To put it in perspective, when I went to my doctor originally I was passing out from my period pain. Continuous hormonal bc took that pain down to what I called a "4"- I'd take a sick day usually, but if I curled up with a heat pad and Tylenol and tried to sleep it off it was manageable. I attempted to phrase this as a total win- I didn't feel like I was dying, so I figured we were done.
He told me in no uncertain terms that any pain "less manageable than a bruise from knocking your knee on a table" is not acceptable, and that I had more options to explore. I now have nothing I regularly experience worse than a 1- mild irritation, can still function and do everything I want to do.
When I say "no pain is normal"- I mean that. Whether that means not feeling guilty about taking otc meds and getting a little extra sleep, or seeking further professional help, you deserve to be pain-free.
It took me nearly 15 years to get my endometriosis diagnosis and comprehensive treatment, but I recognize I’m super privileged in being able to access care where I live from one of the top doctors in endometriosis research(specifically endometriosis in adolescents, but his research spans all age groups). I want to share some of the things I learned, along with study sources he linked me to, so others can advocate to their providers for the care they need. So without further ado:
✨ What I Wish I Knew About Endometriosis 15 Years Ago ✨
No amount of pain is “normal”
Don’t get gaslit into thinking “everyone” who has periods goes through pain. Seek treatment - you deserve better.
Diagnosis/treatment is kinda a pain, even with a doc who takes you seriously
The general course of action for diagnosis/treatment will be attempt treatment through OTC painkillers (Tylenol, Midol, etc), attempt at least 1-2 forms of hormonal birth control(typically oral contraceptive/birth control pill or the ring/patch/shot), then decide with your doctor whether to pursue either further hormone treatments, such as GnRH(which suppress estrogen/can help stop progression of endo) or an IUD, and/or surgical intervention where they go in and find/remove the existing lesions.

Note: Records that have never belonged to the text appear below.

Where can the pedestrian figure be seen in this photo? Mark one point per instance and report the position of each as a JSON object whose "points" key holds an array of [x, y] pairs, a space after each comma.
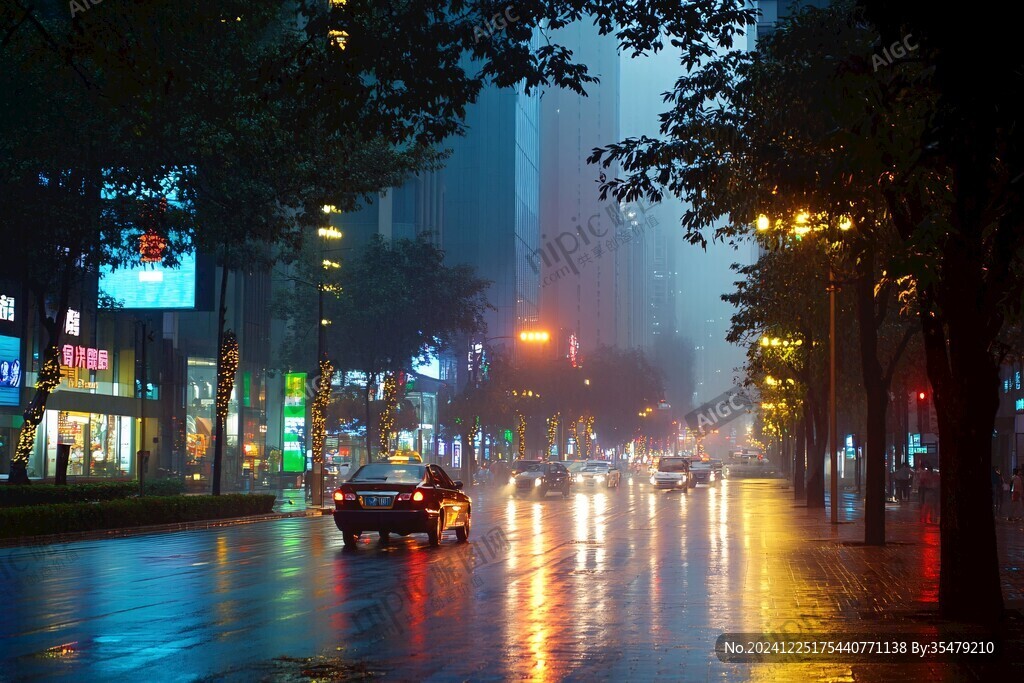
{"points": [[1016, 488], [997, 483], [904, 475]]}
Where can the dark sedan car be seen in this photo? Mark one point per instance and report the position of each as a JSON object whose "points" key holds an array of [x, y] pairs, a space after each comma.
{"points": [[402, 499], [542, 478]]}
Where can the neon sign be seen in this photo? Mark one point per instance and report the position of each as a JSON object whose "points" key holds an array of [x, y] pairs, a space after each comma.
{"points": [[83, 356]]}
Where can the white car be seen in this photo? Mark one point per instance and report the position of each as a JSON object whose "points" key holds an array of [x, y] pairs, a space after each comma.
{"points": [[704, 471], [672, 473], [598, 473]]}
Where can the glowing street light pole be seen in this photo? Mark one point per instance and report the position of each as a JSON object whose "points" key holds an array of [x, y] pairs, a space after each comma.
{"points": [[802, 227], [326, 233]]}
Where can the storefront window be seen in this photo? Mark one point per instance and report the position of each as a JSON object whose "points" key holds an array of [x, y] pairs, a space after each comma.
{"points": [[100, 444], [201, 408]]}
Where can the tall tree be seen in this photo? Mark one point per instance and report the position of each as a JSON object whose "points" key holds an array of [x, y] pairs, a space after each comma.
{"points": [[398, 301]]}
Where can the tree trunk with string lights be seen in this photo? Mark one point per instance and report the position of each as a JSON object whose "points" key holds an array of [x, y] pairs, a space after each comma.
{"points": [[227, 366]]}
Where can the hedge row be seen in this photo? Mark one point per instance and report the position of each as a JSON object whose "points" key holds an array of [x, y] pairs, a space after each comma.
{"points": [[47, 494], [71, 517]]}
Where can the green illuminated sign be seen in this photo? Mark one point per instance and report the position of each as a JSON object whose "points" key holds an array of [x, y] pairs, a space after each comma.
{"points": [[295, 423]]}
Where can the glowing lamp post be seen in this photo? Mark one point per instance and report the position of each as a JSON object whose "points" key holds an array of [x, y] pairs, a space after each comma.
{"points": [[803, 223]]}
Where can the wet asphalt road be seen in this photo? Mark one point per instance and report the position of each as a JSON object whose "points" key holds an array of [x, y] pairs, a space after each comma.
{"points": [[622, 585]]}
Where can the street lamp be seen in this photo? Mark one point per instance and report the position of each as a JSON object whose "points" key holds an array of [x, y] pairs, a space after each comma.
{"points": [[803, 223], [326, 233]]}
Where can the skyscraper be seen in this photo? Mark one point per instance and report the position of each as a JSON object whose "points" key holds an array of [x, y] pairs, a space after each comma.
{"points": [[580, 274]]}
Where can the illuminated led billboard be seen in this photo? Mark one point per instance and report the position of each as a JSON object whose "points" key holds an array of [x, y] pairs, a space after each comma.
{"points": [[152, 285], [10, 370]]}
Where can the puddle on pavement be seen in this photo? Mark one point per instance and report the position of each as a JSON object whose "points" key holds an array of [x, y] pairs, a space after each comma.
{"points": [[298, 670]]}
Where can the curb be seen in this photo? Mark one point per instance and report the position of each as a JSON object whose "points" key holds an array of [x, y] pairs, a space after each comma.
{"points": [[158, 528]]}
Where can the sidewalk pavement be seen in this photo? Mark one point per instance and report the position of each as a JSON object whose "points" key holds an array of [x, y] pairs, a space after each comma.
{"points": [[289, 504]]}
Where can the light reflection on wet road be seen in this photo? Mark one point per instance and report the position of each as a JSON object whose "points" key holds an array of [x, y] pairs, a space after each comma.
{"points": [[631, 584]]}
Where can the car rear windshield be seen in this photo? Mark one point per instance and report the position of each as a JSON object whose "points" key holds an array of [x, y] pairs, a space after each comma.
{"points": [[389, 473]]}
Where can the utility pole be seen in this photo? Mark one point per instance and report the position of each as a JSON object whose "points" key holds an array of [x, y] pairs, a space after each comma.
{"points": [[142, 455], [833, 419]]}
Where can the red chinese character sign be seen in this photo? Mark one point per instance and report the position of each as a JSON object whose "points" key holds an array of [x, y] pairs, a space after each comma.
{"points": [[152, 247]]}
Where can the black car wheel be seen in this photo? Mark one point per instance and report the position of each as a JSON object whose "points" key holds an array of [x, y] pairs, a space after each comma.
{"points": [[434, 535], [462, 532]]}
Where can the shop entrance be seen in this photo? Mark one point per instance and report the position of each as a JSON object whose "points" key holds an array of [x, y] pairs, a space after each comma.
{"points": [[100, 444]]}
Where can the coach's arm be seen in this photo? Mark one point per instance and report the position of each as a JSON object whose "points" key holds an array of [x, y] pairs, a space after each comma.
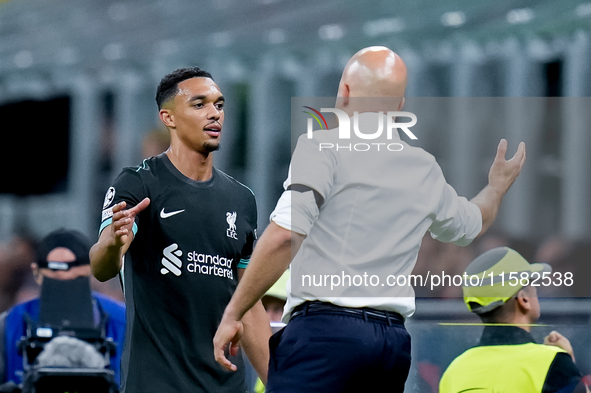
{"points": [[501, 177]]}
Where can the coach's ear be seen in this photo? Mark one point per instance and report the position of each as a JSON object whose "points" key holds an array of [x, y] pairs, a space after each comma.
{"points": [[167, 118], [401, 104]]}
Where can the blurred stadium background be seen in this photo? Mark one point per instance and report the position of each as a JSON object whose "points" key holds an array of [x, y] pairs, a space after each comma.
{"points": [[77, 86]]}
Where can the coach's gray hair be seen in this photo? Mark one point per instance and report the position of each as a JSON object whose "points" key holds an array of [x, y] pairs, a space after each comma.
{"points": [[70, 352]]}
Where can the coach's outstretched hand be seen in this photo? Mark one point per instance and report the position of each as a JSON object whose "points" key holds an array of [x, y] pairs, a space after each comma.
{"points": [[501, 177], [106, 254], [503, 173], [229, 332]]}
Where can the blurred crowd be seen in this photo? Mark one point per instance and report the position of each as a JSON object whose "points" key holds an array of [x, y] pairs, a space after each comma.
{"points": [[564, 256], [17, 283]]}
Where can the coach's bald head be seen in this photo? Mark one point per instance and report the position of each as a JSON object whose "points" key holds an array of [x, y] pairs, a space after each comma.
{"points": [[376, 72]]}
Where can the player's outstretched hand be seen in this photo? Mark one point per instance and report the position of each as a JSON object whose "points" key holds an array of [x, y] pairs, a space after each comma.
{"points": [[558, 340], [123, 221], [503, 173], [229, 332]]}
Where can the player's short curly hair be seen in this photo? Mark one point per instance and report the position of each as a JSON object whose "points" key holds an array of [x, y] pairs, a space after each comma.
{"points": [[169, 85]]}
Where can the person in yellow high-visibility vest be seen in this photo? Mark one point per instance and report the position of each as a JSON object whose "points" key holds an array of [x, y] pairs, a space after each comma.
{"points": [[507, 359]]}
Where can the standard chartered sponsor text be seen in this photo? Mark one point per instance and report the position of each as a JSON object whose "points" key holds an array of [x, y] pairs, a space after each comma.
{"points": [[441, 279], [210, 264]]}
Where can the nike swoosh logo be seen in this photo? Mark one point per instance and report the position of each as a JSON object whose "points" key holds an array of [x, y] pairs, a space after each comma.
{"points": [[169, 214]]}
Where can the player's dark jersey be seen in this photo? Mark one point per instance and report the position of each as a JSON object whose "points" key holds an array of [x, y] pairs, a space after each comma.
{"points": [[179, 274]]}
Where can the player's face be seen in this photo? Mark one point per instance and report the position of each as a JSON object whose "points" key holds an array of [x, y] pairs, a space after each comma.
{"points": [[198, 112]]}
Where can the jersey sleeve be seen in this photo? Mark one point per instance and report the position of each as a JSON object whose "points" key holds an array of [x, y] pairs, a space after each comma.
{"points": [[127, 187], [251, 236], [455, 219]]}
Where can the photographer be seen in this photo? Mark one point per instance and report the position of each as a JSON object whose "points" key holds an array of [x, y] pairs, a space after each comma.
{"points": [[61, 255]]}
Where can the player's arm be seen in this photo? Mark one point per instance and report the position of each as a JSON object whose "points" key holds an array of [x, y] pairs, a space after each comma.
{"points": [[501, 177], [255, 340], [106, 254], [270, 259]]}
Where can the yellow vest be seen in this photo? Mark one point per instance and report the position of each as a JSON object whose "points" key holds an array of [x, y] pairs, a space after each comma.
{"points": [[518, 368]]}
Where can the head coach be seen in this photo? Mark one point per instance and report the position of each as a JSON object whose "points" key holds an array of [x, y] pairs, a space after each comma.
{"points": [[343, 344]]}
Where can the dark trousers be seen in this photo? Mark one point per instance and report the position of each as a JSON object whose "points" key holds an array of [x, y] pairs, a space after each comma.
{"points": [[334, 352]]}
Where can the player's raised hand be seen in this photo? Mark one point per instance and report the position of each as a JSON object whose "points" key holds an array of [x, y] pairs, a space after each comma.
{"points": [[503, 173], [229, 332], [122, 224]]}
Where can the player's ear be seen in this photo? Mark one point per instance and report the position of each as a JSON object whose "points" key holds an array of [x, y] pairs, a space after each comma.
{"points": [[346, 93], [522, 299], [167, 117]]}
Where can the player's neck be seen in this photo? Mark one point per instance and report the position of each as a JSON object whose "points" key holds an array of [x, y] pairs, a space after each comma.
{"points": [[194, 165]]}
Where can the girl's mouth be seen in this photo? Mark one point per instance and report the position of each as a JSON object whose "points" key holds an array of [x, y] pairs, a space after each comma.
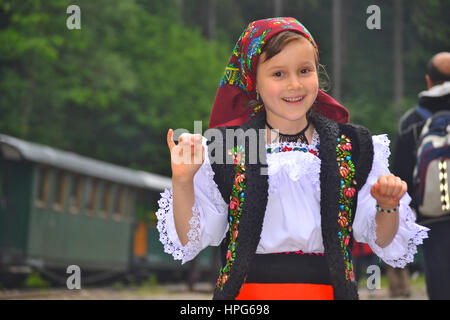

Surgery for me took a couple hours, and I had an IUD placed during the operation(at recommendation of my doc). Full recovery was around 2 weeks. Its worth noting right now you can technically only be diagnosed through surgery.
You may have to mix-and-match to find the right solution.
Only 33% of people with endometriosis in a recent controlled study saw significant improvement by IUD alone, as compared to IUD with supplementary hormonal treatment(like oral birth control or hormone inhibitors). Source: https://www.sciencedirect.com/science/article/abs/pii/S1083318812002379
Some options may actually make it worse. Keep an eye on your symptoms.
Studies show that estrogen based treatments can potentially exacerbate endometriosis and promote endometrial growth, so treatments without estrogen or with specific types of estrogen are more recommended. Source: https://pmc.ncbi.nlm.nih.gov/articles/PMC5683134/
Its Got Hella Comorbidities
Fibromyalgia, scoliosis, arthritis, thyroid disease, migraines, chronic fatigue, and bowel disease(IBS, crohn’s, celiac, etc), and more are all potential associations/comorbitities. It’s also worth noting that having any of these in your family history may also put you at higher risk for endo. As my doc said - you’re not guaranteed to get all, or even any, of these, but they’re things to keep an eye out for. Sources:
IBS: https://pmc.ncbi.nlm.nih.gov/articles/PMC9357916/
IBD/Crohns: https://pubmed.ncbi.nlm.nih.gov/32629225/
Celiac: https://pubmed.ncbi.nlm.nih.gov/24992792/
Thyroid: https://pmc.ncbi.nlm.nih.gov/articles/PMC10234359/
Migraine: https://pubmed.ncbi.nlm.nih.gov/38436302/
Painful Bladder Syndrome: https://pmc.ncbi.nlm.nih.gov/articles/PMC3015716/
EDS: https://www.sciencedirect.com/science/article/abs/pii/S0002937824001637
Arthritis: https://pubmed.ncbi.nlm.nih.gov/35258592/
Scoliosis: https://pubmed.ncbi.nlm.nih.gov/9238674/
TMJ: https://pmc.ncbi.nlm.nih.gov/articles/PMC10144081/
Kidney Stones: https://pmc.ncbi.nlm.nih.gov/articles/PMC9108729/
POTS: https://pmc.ncbi.nlm.nih.gov/articles/PMC3413773/
Fibromyalgia: https://pubmed.ncbi.nlm.nih.gov/30682223/
Chronic Fatigue: https://pmc.ncbi.nlm.nih.gov/articles/PMC6537603/
Sjogren’s Syndrome: https://pubmed.ncbi.nlm.nih.gov/39083399/
Bonus Advice
No published studies exist showing any increase/decrease of symptoms between usage of different menstrual products. Do whatever makes you most comfortable!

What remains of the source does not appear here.